Most people remember Brab form the1996 movie starring Pamela Anderson. I have to admit with it dystopic background and Casablanca shout outs this move is a guilty pleasure. The worst part of the movie is defiantly Pammy. The Bay watch star won the Golden Raspberry for worst debut performance that year. Still one wonders what it had been like if they made a movie like the ones with other Dark Horse titles like The Mask and Hell Boy.
The one charterer that seemed to have survived the demise of CGW is Ghost. Reporter Elissa Cameron was shot, but instead of dying she became an amnesiac super with the power to walk through walls. After the collapse of Dark Horse Super franchise she continued on in team ups with The Mask, The Shadow, Hell Boy and Bat Girl. When Dark Horse began to bring back some of their tights and capes, she was the first to join its Dark Skies imprint.

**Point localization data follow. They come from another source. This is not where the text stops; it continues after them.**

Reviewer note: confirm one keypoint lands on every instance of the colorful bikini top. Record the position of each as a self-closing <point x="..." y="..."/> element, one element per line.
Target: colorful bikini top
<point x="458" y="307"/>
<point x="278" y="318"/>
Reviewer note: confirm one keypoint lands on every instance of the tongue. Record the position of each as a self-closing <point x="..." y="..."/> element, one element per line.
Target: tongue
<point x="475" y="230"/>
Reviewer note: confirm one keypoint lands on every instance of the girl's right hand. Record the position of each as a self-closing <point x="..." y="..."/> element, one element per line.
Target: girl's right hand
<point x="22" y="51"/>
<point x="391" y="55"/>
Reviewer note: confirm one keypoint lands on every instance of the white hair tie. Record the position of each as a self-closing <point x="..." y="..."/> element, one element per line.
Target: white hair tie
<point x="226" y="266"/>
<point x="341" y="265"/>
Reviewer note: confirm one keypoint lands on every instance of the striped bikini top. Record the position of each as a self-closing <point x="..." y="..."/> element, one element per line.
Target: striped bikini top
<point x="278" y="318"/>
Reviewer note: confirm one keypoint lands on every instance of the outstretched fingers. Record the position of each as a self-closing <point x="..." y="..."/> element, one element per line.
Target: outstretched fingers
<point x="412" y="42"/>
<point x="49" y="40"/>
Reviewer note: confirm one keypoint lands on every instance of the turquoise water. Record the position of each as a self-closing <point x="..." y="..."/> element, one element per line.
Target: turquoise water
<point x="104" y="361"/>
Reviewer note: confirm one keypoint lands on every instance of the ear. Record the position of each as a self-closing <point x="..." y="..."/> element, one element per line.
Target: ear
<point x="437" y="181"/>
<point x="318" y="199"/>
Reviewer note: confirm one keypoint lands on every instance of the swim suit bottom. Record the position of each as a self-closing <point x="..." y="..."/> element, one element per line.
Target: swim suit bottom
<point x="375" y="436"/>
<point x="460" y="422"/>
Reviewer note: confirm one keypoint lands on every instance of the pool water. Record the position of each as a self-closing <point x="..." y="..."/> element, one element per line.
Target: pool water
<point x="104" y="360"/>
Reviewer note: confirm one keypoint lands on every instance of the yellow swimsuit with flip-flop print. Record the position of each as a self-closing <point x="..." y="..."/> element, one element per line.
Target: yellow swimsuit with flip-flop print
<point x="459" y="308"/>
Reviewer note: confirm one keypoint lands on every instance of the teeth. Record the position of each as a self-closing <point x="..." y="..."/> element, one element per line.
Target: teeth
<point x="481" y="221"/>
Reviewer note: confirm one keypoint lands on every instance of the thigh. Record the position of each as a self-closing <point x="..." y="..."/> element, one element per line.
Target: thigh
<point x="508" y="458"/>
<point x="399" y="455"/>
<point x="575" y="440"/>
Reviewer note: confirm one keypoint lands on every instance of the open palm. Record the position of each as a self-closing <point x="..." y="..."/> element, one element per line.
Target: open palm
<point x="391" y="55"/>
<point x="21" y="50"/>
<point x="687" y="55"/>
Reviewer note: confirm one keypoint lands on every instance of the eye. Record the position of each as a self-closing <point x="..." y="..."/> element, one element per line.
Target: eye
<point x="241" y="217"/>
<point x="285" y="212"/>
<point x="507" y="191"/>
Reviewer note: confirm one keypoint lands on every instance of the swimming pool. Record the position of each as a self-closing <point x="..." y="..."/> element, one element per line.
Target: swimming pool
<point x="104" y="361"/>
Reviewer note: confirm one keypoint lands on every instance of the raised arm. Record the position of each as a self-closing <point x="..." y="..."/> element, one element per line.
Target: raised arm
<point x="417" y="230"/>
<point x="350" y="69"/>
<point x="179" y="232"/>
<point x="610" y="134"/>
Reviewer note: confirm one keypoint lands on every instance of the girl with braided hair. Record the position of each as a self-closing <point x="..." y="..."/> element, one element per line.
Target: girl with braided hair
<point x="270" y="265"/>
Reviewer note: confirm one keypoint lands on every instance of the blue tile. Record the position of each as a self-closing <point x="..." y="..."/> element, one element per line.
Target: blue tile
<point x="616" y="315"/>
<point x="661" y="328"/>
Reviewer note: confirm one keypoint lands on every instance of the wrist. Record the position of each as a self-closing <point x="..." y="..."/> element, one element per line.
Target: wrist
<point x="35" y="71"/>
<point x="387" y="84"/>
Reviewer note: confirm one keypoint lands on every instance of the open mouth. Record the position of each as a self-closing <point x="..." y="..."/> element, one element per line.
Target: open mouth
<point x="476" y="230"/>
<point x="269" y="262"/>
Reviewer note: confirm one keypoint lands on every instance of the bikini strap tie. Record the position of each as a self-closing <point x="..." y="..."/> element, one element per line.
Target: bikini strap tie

When X got rebooted I barely gave it a notice. But last month a local used book store had two issues (3 and 6) for twenty-five cents apiece and who am I to pass up something by Dark Horse for a quarter. This time he is teamed up with a pink haired reporter named Leigh. It was done is standard modern coloring as opposed to the washed out neo-4-color style, which to me is a plus. The stories were as good if not better than the first run. This does appear to be a re-boot as opposed to a continuance so I am not sure how much of the old stories are cannon.
When the Barb Wire reboot came out I did pick that up on the first week. Scripted by creator Chris warner, Barb is still a bounty hunter but she also has a “Dog the Bounty Hunter” type reality show. This isn’t making her enough money to pay for damage that super powered being do when fighting in her club, The Hamer Head. So she may reluctantly have to go after meta-humans.
This Barb is much more nuanced and complicated than her 90’s version. Where the 90’s version can off as man in a woman’s body, the new version seems more feminine, yet never week. I am really looking forward to her future adventures and was excited at the end when there was a clue that one of my favorite CGW chachters who I though was killed off back in its first run may return.
When I was picking up Barb Wire #1, I asked Sean the salesman at the Milwaukee Oregon, Things From Another World, if he had any info on the original CGW. He called over two Dark Horse Employees (TFAW is owned by Dark Horse and across form headquarters) I asked them about the Original CGW and its reboot. They said that they weren’t part of that part of the company, and neither of them worked for DH back then. (They both looked like they may have been in junior high school back in 1993) Trey did tell me that in addition to Barb Wire were going to release a line with one of my favorite CGW characters King Tiger.
What I got out of the impromptu interview was that Dark Horse was a different company than it was when they first launched the line. And that makes sense because I think that the comic book buying public has changed in the last two decades. Even though super heroes are more popular than ever I think that buyers want something different from what the main two companies are shelling out.
CGW wasn’t the only super hero imprint that rose during comics Iron Age only to disappear afew years later. Look at Malibu, Stormwatch , Milestone and others. And let’s face it comics is a money making business. When the imprint could not support itself DH went back to what they did so well. Star wars, A.v.P. and quirky titles. It is nice however to see them back in the hero game even if in a limited role.